Question


I have had to change from python 2.7 to 2.6.
I've been using a deque with the maxlen property and have been checking what the maxlen is. Apparently you can use maxlen in python 2.6, but in 2.6 deques do not have a maxlen attribute.
What is the cleanest way to check what the maxlen of a deque is in python 2.6?

In 2.7:

from collections import deque
d = deque(maxlen = 10)
print d.maxlen

In 2.6 the deque can be used and the maxlen works properly, but maxlen is not an attribute that can be referred to.

Cheers

Was it helpful?

Solution

I would create my own deque by inheriting from collections.deque. It is not difficult. Namely, here it is:

import collections

class deque(collections.deque):
    def __init__(self, iterable=(), maxlen=None):
        super(deque, self).__init__(iterable, maxlen)
        self._maxlen = maxlen
    @property
    def maxlen(self):
        return self._maxlen

and this is the new deque at work:

>>> d = deque()
>>> print d
deque([])
>>> print d.maxlen
None
>>> d = deque(maxlen=3)
>>> print d
deque([], maxlen=3)
>>> print d.maxlen
3
>>> d = deque(range(5))
>>> print d
deque([0, 1, 2, 3, 4])
>>> print d.maxlen
None
>>> d = deque(range(5), maxlen=3)
>>> print d
deque([2, 3, 4], maxlen=3)
>>> print d.maxlen
3

OTHER TIPS

maxlen is a new part of deque that was first implemented in Python 2.7. It just doesn't exist in Python 2.6.
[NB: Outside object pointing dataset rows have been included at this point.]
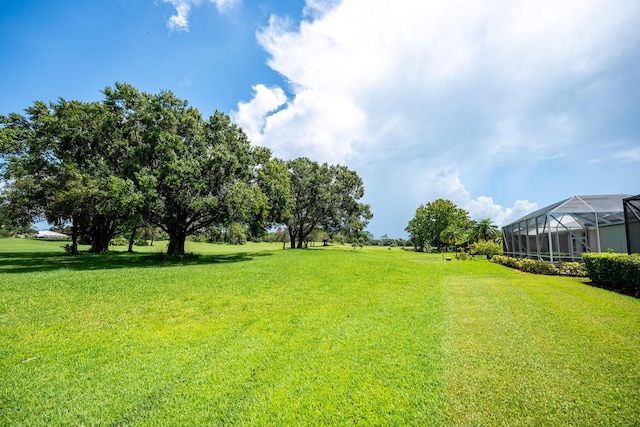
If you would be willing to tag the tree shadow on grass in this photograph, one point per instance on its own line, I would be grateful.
(29, 262)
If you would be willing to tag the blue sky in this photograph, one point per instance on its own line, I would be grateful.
(501, 107)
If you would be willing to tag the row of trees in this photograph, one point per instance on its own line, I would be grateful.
(137, 159)
(441, 223)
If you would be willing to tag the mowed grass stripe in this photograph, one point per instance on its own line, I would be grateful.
(291, 337)
(540, 350)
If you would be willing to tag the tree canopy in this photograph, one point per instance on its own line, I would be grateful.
(137, 159)
(430, 221)
(324, 196)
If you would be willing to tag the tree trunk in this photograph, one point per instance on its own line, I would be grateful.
(102, 232)
(176, 244)
(74, 238)
(132, 239)
(292, 237)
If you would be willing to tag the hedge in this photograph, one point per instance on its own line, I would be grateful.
(541, 267)
(619, 271)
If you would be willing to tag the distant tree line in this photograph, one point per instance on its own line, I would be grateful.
(136, 160)
(441, 224)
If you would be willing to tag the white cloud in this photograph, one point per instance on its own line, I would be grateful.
(445, 183)
(180, 21)
(477, 86)
(630, 155)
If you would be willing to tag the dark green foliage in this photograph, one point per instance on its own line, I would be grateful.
(136, 160)
(541, 267)
(487, 248)
(527, 265)
(431, 220)
(324, 196)
(619, 271)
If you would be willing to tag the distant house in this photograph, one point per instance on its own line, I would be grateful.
(48, 234)
(564, 230)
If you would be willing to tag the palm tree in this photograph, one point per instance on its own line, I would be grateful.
(452, 235)
(485, 230)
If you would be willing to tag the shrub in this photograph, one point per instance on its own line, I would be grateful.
(620, 271)
(528, 265)
(487, 248)
(572, 269)
(119, 241)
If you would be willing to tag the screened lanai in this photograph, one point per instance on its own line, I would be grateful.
(564, 230)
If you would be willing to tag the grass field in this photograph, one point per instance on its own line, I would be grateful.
(254, 335)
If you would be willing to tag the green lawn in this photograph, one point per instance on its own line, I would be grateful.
(254, 335)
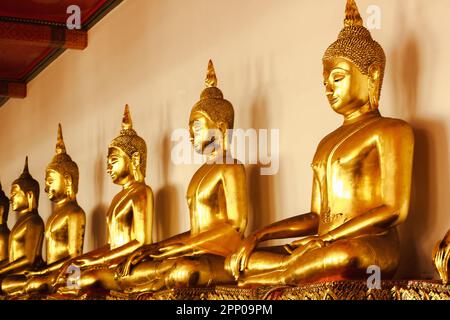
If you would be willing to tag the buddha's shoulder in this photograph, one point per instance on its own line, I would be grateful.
(386, 125)
(73, 209)
(140, 188)
(230, 164)
(34, 220)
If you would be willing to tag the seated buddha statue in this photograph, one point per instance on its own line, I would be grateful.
(4, 231)
(64, 231)
(25, 238)
(361, 181)
(441, 258)
(129, 217)
(217, 201)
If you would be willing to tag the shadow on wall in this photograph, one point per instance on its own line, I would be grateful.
(430, 172)
(167, 208)
(262, 193)
(98, 217)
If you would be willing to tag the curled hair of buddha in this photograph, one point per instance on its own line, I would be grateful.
(212, 104)
(355, 43)
(27, 183)
(129, 142)
(63, 163)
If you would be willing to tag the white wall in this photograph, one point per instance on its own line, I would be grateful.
(152, 54)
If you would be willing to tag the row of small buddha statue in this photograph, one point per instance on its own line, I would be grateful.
(360, 193)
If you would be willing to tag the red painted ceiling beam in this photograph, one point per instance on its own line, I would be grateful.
(13, 89)
(55, 36)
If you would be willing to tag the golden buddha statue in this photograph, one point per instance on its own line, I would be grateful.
(4, 231)
(64, 232)
(441, 258)
(361, 185)
(217, 201)
(129, 217)
(25, 239)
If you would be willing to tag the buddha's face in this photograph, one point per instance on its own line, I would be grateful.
(203, 133)
(55, 186)
(18, 198)
(118, 166)
(2, 212)
(347, 89)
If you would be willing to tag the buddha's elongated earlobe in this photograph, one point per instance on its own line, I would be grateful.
(135, 167)
(374, 85)
(69, 187)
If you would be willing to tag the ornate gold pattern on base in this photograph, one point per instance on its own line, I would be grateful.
(337, 290)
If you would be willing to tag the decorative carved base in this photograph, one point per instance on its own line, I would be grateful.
(338, 290)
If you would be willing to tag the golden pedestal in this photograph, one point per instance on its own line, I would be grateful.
(338, 290)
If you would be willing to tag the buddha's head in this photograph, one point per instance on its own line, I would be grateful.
(61, 175)
(212, 118)
(24, 192)
(127, 154)
(4, 207)
(353, 67)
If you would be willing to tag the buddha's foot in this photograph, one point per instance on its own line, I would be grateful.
(154, 285)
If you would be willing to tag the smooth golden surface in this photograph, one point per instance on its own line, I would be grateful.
(217, 202)
(26, 237)
(4, 231)
(129, 217)
(361, 186)
(441, 258)
(64, 231)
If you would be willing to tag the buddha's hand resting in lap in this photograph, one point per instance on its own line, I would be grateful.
(31, 274)
(441, 258)
(169, 251)
(124, 268)
(238, 261)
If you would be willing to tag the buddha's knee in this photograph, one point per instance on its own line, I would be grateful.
(185, 273)
(351, 257)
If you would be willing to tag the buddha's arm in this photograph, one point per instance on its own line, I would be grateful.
(235, 194)
(33, 233)
(395, 147)
(75, 225)
(142, 206)
(298, 226)
(221, 239)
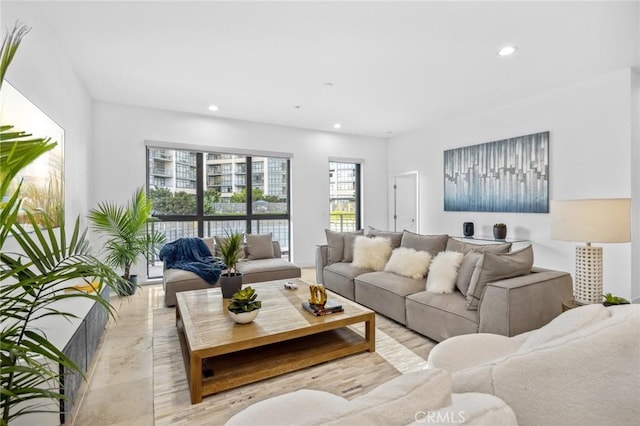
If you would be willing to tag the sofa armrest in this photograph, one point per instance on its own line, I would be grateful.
(277, 251)
(322, 259)
(515, 305)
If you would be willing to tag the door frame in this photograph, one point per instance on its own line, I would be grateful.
(393, 202)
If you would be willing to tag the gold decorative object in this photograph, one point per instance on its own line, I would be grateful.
(318, 295)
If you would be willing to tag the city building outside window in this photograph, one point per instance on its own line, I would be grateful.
(207, 193)
(344, 196)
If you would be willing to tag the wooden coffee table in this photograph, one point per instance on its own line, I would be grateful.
(283, 338)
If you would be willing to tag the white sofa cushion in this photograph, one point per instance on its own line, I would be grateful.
(569, 322)
(460, 352)
(591, 376)
(372, 253)
(409, 262)
(443, 272)
(397, 401)
(294, 408)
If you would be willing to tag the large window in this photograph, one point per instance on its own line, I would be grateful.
(344, 196)
(207, 193)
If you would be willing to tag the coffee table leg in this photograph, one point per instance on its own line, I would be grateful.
(370, 333)
(196, 378)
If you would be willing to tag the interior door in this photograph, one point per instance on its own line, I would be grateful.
(404, 201)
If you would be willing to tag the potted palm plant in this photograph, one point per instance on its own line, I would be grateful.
(38, 271)
(230, 251)
(127, 237)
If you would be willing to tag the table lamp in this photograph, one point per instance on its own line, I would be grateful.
(605, 220)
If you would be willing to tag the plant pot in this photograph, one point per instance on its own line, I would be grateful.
(230, 284)
(244, 317)
(500, 233)
(467, 229)
(614, 304)
(129, 288)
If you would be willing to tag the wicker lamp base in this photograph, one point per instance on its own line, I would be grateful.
(588, 282)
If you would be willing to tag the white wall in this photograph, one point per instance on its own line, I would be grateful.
(41, 72)
(119, 162)
(590, 157)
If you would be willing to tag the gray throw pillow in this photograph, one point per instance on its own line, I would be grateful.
(495, 267)
(335, 243)
(433, 244)
(259, 246)
(395, 237)
(221, 241)
(468, 266)
(464, 246)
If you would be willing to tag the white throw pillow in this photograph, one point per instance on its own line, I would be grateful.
(371, 253)
(443, 272)
(409, 262)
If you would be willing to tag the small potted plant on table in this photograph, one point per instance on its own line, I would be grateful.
(500, 231)
(610, 299)
(244, 306)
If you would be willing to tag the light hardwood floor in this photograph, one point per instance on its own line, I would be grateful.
(119, 389)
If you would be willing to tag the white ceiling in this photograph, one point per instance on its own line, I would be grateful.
(394, 66)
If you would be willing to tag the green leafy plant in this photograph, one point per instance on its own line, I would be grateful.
(244, 301)
(610, 299)
(37, 275)
(125, 228)
(230, 251)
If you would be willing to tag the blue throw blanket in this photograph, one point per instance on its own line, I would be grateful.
(192, 254)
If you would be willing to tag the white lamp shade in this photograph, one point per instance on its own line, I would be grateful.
(605, 220)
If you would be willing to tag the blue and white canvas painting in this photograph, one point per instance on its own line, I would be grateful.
(510, 175)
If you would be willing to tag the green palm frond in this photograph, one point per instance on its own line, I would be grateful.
(35, 278)
(125, 230)
(10, 45)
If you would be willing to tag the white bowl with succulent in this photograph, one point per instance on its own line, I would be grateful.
(244, 306)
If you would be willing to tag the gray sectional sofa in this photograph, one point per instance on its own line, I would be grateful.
(528, 299)
(253, 271)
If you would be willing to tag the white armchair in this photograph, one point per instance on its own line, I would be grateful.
(583, 368)
(422, 397)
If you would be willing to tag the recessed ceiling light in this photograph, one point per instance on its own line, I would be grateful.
(507, 50)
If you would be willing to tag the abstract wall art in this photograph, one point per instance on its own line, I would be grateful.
(510, 175)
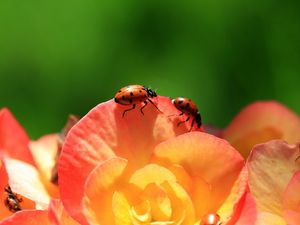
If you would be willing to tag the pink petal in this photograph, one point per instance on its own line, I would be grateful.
(44, 152)
(204, 158)
(24, 179)
(271, 166)
(27, 217)
(260, 122)
(99, 188)
(58, 215)
(103, 134)
(291, 200)
(248, 214)
(13, 138)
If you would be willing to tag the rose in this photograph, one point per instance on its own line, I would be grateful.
(274, 180)
(260, 122)
(141, 170)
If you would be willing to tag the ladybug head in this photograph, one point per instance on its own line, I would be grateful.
(150, 92)
(198, 119)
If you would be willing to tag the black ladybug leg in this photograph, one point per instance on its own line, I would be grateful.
(154, 105)
(144, 107)
(126, 110)
(187, 119)
(298, 156)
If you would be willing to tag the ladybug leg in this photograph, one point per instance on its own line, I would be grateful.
(187, 119)
(143, 107)
(154, 105)
(298, 156)
(126, 110)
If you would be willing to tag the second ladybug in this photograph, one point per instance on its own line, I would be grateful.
(189, 108)
(133, 95)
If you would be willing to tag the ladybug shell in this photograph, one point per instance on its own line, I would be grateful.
(131, 94)
(211, 219)
(185, 105)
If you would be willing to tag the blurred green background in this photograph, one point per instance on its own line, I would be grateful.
(61, 56)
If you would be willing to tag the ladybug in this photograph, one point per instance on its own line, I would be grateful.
(12, 201)
(134, 94)
(298, 156)
(189, 108)
(211, 219)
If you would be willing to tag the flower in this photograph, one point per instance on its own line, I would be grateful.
(143, 169)
(260, 122)
(274, 181)
(20, 184)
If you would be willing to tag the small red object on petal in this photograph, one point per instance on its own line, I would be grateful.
(211, 219)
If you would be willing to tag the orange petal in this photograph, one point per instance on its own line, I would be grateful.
(58, 215)
(203, 156)
(3, 182)
(151, 173)
(291, 200)
(260, 122)
(100, 185)
(13, 138)
(265, 218)
(24, 180)
(44, 152)
(27, 217)
(234, 204)
(248, 214)
(102, 134)
(271, 166)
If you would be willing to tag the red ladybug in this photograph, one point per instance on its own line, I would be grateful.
(135, 94)
(189, 108)
(211, 219)
(12, 201)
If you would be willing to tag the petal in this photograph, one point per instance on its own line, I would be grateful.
(203, 156)
(58, 215)
(4, 212)
(291, 200)
(265, 218)
(24, 179)
(260, 122)
(233, 206)
(28, 217)
(102, 134)
(99, 189)
(248, 214)
(151, 173)
(44, 152)
(13, 138)
(271, 166)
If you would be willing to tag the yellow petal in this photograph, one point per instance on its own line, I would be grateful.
(271, 166)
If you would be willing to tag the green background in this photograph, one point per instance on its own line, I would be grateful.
(61, 56)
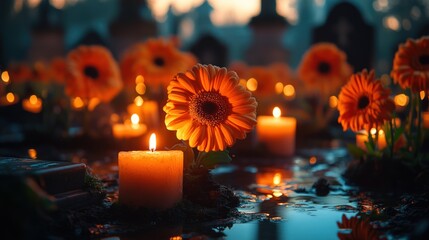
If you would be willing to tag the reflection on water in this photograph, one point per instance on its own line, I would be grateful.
(284, 202)
(278, 201)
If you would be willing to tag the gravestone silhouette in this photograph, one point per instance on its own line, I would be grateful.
(209, 50)
(346, 28)
(91, 38)
(268, 28)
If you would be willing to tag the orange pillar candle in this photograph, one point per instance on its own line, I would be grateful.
(150, 179)
(362, 137)
(425, 117)
(32, 104)
(278, 133)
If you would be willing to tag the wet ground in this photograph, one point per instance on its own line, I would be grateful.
(279, 200)
(301, 197)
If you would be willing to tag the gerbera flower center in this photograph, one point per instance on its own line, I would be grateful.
(363, 102)
(159, 61)
(424, 59)
(91, 72)
(324, 67)
(209, 108)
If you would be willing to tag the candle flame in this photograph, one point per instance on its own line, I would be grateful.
(135, 119)
(422, 95)
(78, 102)
(152, 142)
(277, 178)
(10, 97)
(138, 101)
(277, 112)
(33, 99)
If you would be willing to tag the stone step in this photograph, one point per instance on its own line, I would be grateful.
(64, 181)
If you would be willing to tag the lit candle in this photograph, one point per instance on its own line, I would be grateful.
(425, 117)
(150, 179)
(381, 140)
(361, 138)
(77, 103)
(129, 129)
(278, 133)
(32, 104)
(9, 99)
(136, 106)
(151, 113)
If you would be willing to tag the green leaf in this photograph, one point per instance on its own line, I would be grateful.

That said, there are a few things you can do:

  1. Create a new class that inherits all the methods and attributes from deque but also implements a maxlen attribute.
  2. Adapt your code so that maxlen isn't necessary

I would create my own queue class that inherits from deque. Something like:

class Deque(deque):
    def __init__(self,*args,**kwargs):
        deque.__init__(self, *args, **kwargs)
        self.maxlen = kwargs.get('maxlen',None)

>>>d = Deque(maxlen=10)
>>>d.maxlen
>>>10

Well, if you don't have the maxlen attribute, you can just steal it from the representation:

>>> import re

>>> d = deque(maxlen=42)

>>> d.__repr__()
'deque([], maxlen=42)'

>>> int(re.sub("\)$","",re.sub(".*=","",d.__repr__())))
42

Yes, I know it's horrible. I would prefer to upgrade to 2.7 myself but sometimes we're not given the power we desire, and we have to resort to kludges like this.